Re: Help: ratio of integral of f(x)^2 to square of integral of f(x)
- To: mathgroup at smc.vnet.net
- Subject: [mg67381] Re: Help: ratio of integral of f(x)^2 to square of integral of f(x)
- From: "jbaker75 at gmail.com" <jbaker75 at gmail.com>
- Date: Wed, 21 Jun 2006 02:12:42 -0400 (EDT)

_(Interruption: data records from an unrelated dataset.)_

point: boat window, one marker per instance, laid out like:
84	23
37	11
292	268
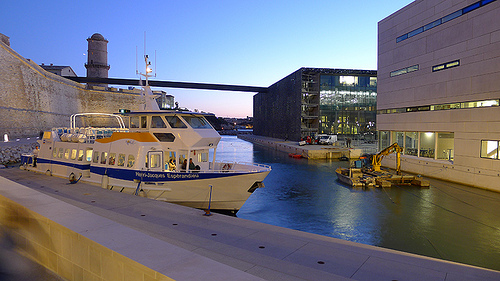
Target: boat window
170	164
134	122
157	122
73	154
175	122
104	156
144	121
203	157
112	157
80	155
96	157
88	154
164	137
155	160
131	161
197	122
121	160
182	160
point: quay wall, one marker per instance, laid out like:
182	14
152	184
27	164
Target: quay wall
307	151
10	152
33	100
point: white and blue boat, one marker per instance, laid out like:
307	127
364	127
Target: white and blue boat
134	156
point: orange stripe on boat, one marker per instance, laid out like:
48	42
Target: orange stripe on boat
140	137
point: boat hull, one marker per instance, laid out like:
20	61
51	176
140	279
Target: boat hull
222	190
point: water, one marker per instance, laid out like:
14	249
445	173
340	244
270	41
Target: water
447	221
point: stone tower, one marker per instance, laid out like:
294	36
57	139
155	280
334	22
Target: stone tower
97	57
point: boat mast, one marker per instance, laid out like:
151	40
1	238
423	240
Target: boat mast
150	103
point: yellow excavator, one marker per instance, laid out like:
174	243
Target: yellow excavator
377	158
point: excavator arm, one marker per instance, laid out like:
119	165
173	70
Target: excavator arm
377	158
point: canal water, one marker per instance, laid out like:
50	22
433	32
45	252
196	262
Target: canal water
447	221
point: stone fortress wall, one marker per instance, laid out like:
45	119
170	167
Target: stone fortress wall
33	100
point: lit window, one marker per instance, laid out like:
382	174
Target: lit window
131	161
489	149
88	154
121	160
445	146
104	156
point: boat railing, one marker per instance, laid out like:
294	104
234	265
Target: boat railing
85	134
238	167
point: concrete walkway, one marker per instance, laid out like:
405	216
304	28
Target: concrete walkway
235	245
313	151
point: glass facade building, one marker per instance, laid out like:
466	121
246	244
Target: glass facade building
348	105
313	101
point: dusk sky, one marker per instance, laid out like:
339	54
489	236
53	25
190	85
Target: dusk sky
238	42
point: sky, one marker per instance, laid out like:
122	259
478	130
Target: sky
237	42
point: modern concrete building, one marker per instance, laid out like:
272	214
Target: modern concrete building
318	100
439	89
97	57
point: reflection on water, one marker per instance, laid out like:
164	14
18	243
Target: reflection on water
447	221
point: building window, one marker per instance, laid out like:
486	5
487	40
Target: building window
404	70
489	149
399	138
447	65
445	146
427	144
444	19
458	105
384	139
411	143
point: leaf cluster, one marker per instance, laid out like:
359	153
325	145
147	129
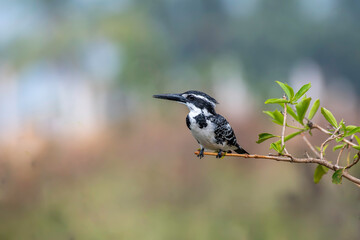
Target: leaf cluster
297	105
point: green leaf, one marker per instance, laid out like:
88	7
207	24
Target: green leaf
301	109
329	117
319	172
277	117
276	100
265	136
355	130
277	147
338	147
350	127
356	147
290	136
287	89
301	92
357	139
291	112
314	109
325	147
337	176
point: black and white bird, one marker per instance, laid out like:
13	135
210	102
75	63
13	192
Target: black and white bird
211	130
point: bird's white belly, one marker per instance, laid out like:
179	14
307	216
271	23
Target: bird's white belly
206	136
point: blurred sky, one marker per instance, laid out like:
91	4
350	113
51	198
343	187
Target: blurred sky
94	61
87	153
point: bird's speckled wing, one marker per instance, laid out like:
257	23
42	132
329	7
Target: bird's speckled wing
223	131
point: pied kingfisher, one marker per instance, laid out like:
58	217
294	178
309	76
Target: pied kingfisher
211	130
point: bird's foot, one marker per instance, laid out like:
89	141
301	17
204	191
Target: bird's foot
219	155
201	153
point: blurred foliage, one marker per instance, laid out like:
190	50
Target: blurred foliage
161	38
145	183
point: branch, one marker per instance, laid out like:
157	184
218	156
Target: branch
291	160
332	137
340	152
314	125
310	145
283	129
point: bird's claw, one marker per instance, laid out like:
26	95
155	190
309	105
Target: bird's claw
219	155
201	153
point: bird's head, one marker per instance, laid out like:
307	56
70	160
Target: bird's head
196	101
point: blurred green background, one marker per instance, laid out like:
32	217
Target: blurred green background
86	153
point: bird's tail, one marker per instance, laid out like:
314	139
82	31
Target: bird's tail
240	150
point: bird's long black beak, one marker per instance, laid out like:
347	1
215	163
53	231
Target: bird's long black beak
171	97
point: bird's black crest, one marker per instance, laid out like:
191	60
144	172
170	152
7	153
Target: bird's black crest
202	94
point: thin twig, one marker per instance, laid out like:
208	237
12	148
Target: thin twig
354	162
340	152
330	133
332	137
283	129
291	160
310	145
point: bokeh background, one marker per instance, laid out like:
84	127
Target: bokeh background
87	153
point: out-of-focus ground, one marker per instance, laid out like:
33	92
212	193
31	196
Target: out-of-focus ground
87	153
140	180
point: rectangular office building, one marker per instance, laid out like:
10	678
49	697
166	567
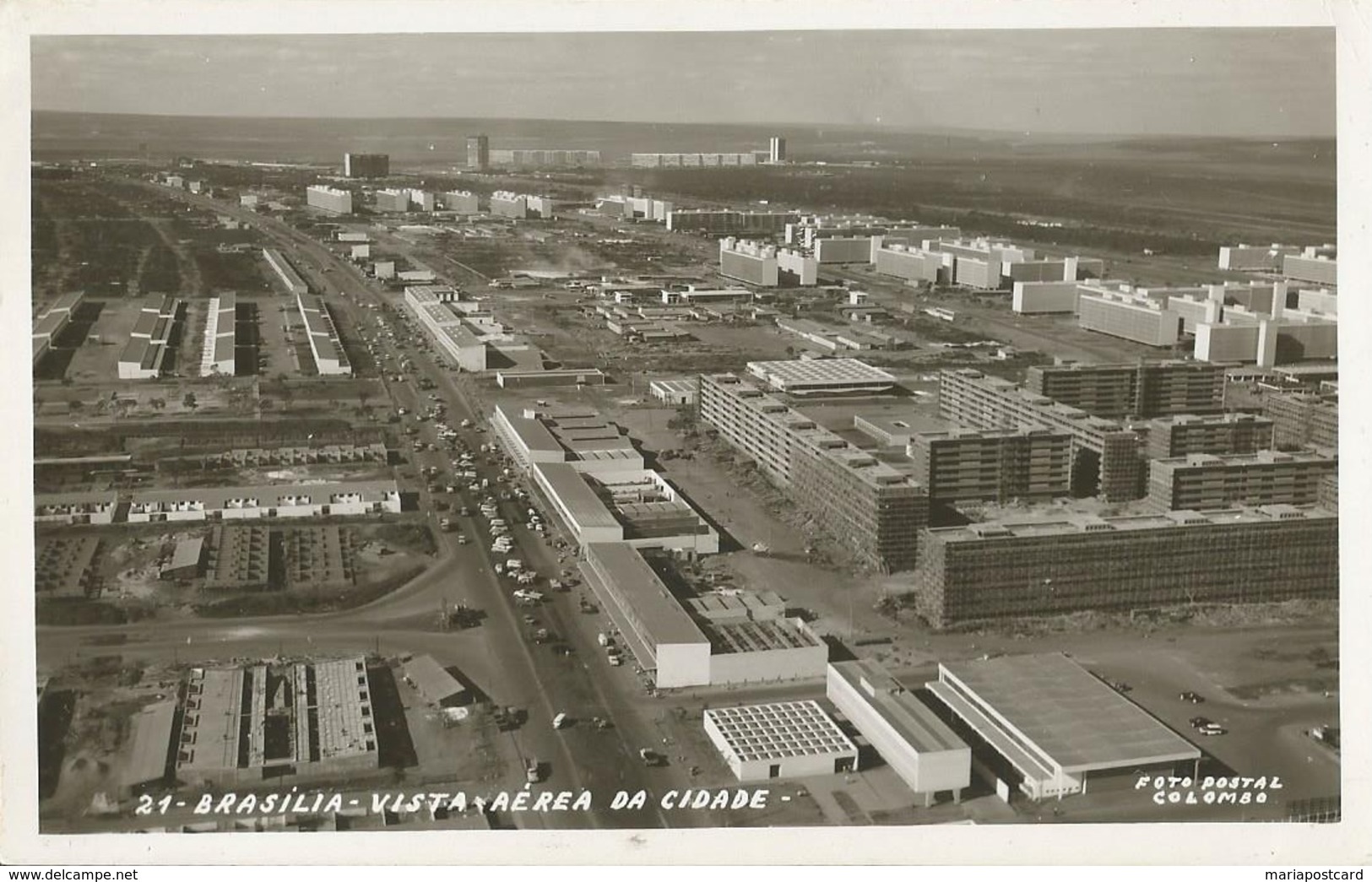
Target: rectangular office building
998	465
1064	564
860	501
1205	480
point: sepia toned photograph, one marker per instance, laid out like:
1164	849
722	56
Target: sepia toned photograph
684	430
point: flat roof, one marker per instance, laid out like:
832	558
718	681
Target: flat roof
431	679
575	495
1069	715
652	603
778	732
151	743
913	719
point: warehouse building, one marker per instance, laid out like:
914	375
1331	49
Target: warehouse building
994	465
76	508
285	272
619	505
1203	480
675	392
579	438
434	684
460	201
1316	263
781	739
1058	564
1145	388
217	355
906	732
329	199
658	631
1108	456
851	494
1301	420
325	344
1047	728
549	377
366	165
1218	434
258	722
201	504
724	221
822	376
393	201
1255	258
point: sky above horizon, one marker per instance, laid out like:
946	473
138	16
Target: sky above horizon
1235	83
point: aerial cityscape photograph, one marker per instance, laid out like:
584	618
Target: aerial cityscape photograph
652	431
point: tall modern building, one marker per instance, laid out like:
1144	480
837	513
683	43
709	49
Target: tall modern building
329	199
478	153
366	165
1062	564
854	497
1146	388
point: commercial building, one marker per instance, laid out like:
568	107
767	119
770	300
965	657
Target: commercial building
434	684
1301	419
215	504
822	376
1069	563
1145	388
781	739
1130	317
581	438
1255	258
906	732
52	322
1315	263
329	199
76	508
860	501
1108	456
460	201
478	153
1043	726
257	722
549	376
325	344
726	221
366	165
393	201
998	465
675	392
695	160
652	625
545	158
619	505
285	272
217	353
1205	480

- References: <e7589k$l5d$1@smc.vnet.net><e784ee$foq$1@smc.vnet.net>
- Sender: owner-wri-mathgroup at wolfram.com
Hi Ronnen - Yes, this is always true. It follows by Holders Inequality, or the Scwartz inequality: Integral[ f(x) dx, {x, a, b} ] <= (Integral[ f(x)^2 dx, {x, a, b} ])^1/2 (Integral[ dx, {x, a, b} ])^1/2 so that Integral[ f(x) dx, {x, a, b} ]^2 <= Integral[ f(x)^2 dx, {x, a, b} ] (b-a) => r >= 1 Sincerely, Jeff Baker ronnen.levinson at gmail.com wrote: > Hi folks. > > Sorry, I omitted a trailing exponent in my definition of r: > > r = (b-a) Integral[ f(x)^2 dx, {x, a, b} ] / > Integral[ f(x) dx, {x, a, b} ]^2 > > I hope this correction makes my question clearer. > > Thanks, > > Ronnen. > > ronnen.levinson at gmail.com wrote: > > Hi. > > > > I'm trying to determine whether the following ratio > > > > r = (b-a) Integral[ f(x)^2 dx, {x, a, b} ] / > > Integral[ f(x) dx, {x, a, b} ] > > > > is always greater than or equal to one for 0 < f(x) <= 1. All values > > all real. > > > > I've obtained r>=1 for all tested choices of f(x), but seek guidance to > > find the general answer. > > > > Yours truly, > > > > Ronnen Levinson. > > > > P.S. E-mailed CC:s of posted replies appreciated.